How the Flexible, Nimble Little Guy Beats the Smug, Plodding Big Guy

Rochester, the birthplace of the Gannett empire, is now the home of another giant media company:  Gatehouse Media.  Gatehouse owns almost every paper in the district, except for the two Gannett papers.   Because Gatehouse specializes in small-town newspapers, it's interesting to compare their little guy strategy with the Democrat and Chronicle's.

Here's one telling example.  When YouTube hit, video on the Internet was suddenly easy.  Both the D&C and a Gatehouse paper, the Messenger-Post, recognized that.  The D&C handled it by hiring "multimedia man", a "backpack journalist", who creates video-only reports which appear in the D&C's walled multimedia garden.    Actually, the D&C is so insecure about this guy that they put him in a walled garden within a walled garden.  His stories appear in a section of the RocMen that I can't even link to.  I can only link to individual video stories in the D&C Multimedia section.

The Messenger-Post took an entirely different tack.  They give their print reporters cheap cameras and had them add video to their stories.  The M-P treats video as a complement to the print story.  One good example is yesterday's coverage of an accident at a local ice warehouse.   Here's a better one:  a feature on a local sword swallower.  You don't have to watch the video to understand the story, but if you're interested in the story, watching the video adds more detail.  It's not always done perfectly, but the sword swallower piece is as near a perfect fusion as I've seen.
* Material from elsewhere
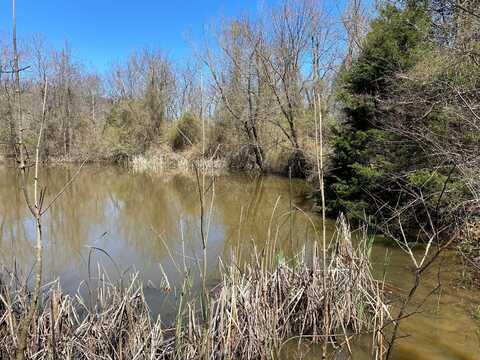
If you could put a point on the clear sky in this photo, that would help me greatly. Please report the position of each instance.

All of the M-P's videos are posted on YouTube.  Like the rest of the M-P's content, video is licensed under a Creative Commons license that makes it free for non-commercial use.  In other words, the M-P wants the rest of the Internet to link to, and use, its content.  Their response to new technology is to embrace it and use it to make their stories better.  The D&C's response is to wall it off in an inaccessible ghetto and forget about it.
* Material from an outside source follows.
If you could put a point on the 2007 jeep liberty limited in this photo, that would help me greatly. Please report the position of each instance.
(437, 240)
By the way, the reason I know that Gatehouse gives its reporters cheap cameras is because I read it on Howard Owens' blog.  Howard is Gatehouse's director of digital publishing, an experienced journalist, and a smart, thoughtful guy.  I like the pragmatism of his take on disruptive video strategy.  Money quote:

Here is my brief definition of disruption: “The basic idea of disruption is to start at the low end, fulfilling a job to be done, with a product that is just ‘good enough.’”
[...]
  • Rely on current news room staff, who know news and story telling
  • Provide starter training, improving as we go
  • Don't get bogged down in trying to be like TV
The D&C's strategy is the opposite of this, and it shows.   Because the D&C treats video like some kind of obscure add-on, we're unlikely to see video of town hall meetings, press conferences or debates.